La caratteristica decolorazione della pelle è causata dalla mancanza di un pigmento chiamato melanina, normalmente prodotto da specifiche cellule (melanociti) responsabile del colore che assume; il perché vengano meno queste cellule, invece, non è ancora stato chiarito. Ci sono indizi importanti sul fatto che i soggetti con vitiligine abbiano ereditato un corredo genetico che li rende suscettibili alla depigmentazione. La teoria più accreditata è che la depigmentazione sia causata da un disturbo autoimmune, cioè una malattia in cui il sistema immunitario reagisce contro i propri organi o tessuti. L’organismo produce proteine (le cosiddette citochine) che, nella vitiligine, alterano le cellule che producono pigmento causandone la morte. Un’altra teoria presuppone che i melanociti distruggano sé stessi. Infine, alcuni soggetti hanno riferito che un singolo evento, come un colpo di sole o uno stress emozionale, ha scatenato la vitiligine; non è però stato scientificamente dimostrato il nesso di causalità. Circa lo 0,5 – 1,0% della popolazione mondiale soffre di vitiligine, che in media si manifesta verso i 25 anni (anche se può comparire a qualsiasi età). Il disturbo interessa ugualmente ambedue i sessi e tutti i gruppi etnici; è però più evidente nei soggetti con pelle scura. La vitiligine sembra essere un po’ più frequente in soggetti con alcune malattie autoimmuni, come ipertiroidismo, insufficienza surrenalica (condizione in cui le ghiandole surrenaliche non producono quantità sufficienti di corticosteroidi), alopecia areata (calvizie a chiazze) e anemia perniciosa (carenza di globuli rossi dovuta al mancato assorbimento della vitamina B12). La comunità scientifica non conosce l’origine dell’associazione tra vitiligine e questi disturbi autoimmuni, anche perché in realtà la maggior parte dei soggetti affetti da vitiligine non ha altre patologie autoimmuni concomitanti.

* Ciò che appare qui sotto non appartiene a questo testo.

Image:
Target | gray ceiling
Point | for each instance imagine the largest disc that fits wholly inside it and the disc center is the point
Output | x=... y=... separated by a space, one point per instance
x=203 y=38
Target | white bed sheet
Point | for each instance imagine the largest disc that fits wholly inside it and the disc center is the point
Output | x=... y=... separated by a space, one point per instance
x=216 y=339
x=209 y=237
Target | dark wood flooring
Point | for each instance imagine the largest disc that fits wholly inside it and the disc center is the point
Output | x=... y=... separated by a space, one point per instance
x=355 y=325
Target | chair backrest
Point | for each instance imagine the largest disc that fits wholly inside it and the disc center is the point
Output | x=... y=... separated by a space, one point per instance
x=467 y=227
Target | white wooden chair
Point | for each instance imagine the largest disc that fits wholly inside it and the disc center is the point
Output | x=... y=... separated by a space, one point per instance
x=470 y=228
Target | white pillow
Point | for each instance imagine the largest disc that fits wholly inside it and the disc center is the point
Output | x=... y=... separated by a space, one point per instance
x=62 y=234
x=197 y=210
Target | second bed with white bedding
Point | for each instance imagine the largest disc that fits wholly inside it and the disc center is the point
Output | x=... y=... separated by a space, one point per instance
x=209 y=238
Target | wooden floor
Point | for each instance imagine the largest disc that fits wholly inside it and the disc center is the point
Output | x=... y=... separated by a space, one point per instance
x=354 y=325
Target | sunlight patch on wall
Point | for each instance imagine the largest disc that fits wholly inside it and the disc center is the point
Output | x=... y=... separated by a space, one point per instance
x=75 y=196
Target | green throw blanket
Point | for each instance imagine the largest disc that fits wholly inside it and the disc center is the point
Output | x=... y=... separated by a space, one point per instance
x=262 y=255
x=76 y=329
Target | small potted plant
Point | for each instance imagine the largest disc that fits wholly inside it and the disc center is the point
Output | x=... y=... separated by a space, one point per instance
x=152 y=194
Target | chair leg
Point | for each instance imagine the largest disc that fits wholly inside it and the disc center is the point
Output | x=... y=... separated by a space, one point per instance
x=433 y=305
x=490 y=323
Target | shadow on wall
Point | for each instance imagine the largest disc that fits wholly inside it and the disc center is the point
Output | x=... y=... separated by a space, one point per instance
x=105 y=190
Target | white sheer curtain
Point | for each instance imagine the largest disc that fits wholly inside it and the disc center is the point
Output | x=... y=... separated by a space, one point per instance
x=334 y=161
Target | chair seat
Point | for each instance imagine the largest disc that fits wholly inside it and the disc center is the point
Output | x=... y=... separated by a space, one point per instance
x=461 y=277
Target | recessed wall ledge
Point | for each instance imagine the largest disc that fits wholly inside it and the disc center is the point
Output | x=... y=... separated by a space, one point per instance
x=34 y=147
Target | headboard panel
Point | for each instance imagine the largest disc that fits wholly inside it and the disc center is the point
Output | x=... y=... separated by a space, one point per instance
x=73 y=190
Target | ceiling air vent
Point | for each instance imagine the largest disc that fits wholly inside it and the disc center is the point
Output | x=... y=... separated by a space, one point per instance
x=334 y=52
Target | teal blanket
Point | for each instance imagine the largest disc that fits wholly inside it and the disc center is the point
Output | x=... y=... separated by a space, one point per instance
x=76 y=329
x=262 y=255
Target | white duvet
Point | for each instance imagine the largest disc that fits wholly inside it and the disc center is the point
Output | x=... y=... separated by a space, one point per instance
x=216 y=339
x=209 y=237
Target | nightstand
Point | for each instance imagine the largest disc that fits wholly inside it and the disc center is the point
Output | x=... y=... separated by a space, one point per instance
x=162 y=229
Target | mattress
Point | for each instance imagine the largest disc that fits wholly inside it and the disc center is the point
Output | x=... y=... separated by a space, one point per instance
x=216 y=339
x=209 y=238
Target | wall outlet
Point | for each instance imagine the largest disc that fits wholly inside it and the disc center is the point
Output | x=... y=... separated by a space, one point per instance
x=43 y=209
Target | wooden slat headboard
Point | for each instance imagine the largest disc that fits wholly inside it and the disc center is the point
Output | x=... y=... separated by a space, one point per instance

Come si cura, è possibile guarire?
Non esiste una vera e propria cura per questa malattia in quanto non si conosce la causa precisa della scomparsa dei melanociti, ma sono disponibili vari trattamenti per ridurre l’estensione e la visibilità delle manifestazioni cutanee. Chi ha una forma di vitiligine lieve può utilizzare dei farmaci corticosteroidi topici, con inibitori topici della calcineurina (quali tacrolimus e pimecrolimus), oppure con analoghi della vitamina D (calcipotriolo). A scopo puramente estetico, possono essere utilizzati dei fondotinta cosmetici per uniformare il colore della pelle (sempre su consiglio dello specialista dermatologo). Per chi, invece, ha una vitiligine più severa, si può ricorrere alla fototerapia o all’intervento farmacologico con immunosoppressori, che aiutano a pigmentare le zone di pelle colpite dalla malattia, ma si tratta di un intervento non risolutivo e che non impedisce la progressione della patologia. Infine, in determinati casi selezionati dallo specialista, si può ricorrere alla depigmentazione della cute sana, qualora la vitiligine fosse presente sulla maggior parte del corpo, in modo che il colorito risulti uniforme. In generale è importante che le chiazze depigmentate non prendano direttamente la luce del sole, bisognerà dunque usare una crema solare ad alto fattore protettivo, perché le zone colpite dalla vitiligine, non avendo il corretto apporto di melanina, risultano più sensibili alle scottature. Un altro consiglio può essere quello di integrare la vitamina D, oltre a quella ottenuta dall’alimentazione, poiché la mancata esposizione solare della pelle può comportare una diminuzione dei livelli nell’organismo di questa importante vitamina, fondamentale per la salute delle nostre ossa. Attualmente sono in corso numerosi studi clinici volti a valutare l’efficacia e la sicurezza di nuovi farmaci specifici contro la vitiligine che nei prossimi anni potrebbero portare a una migliore gestione di questa patologia.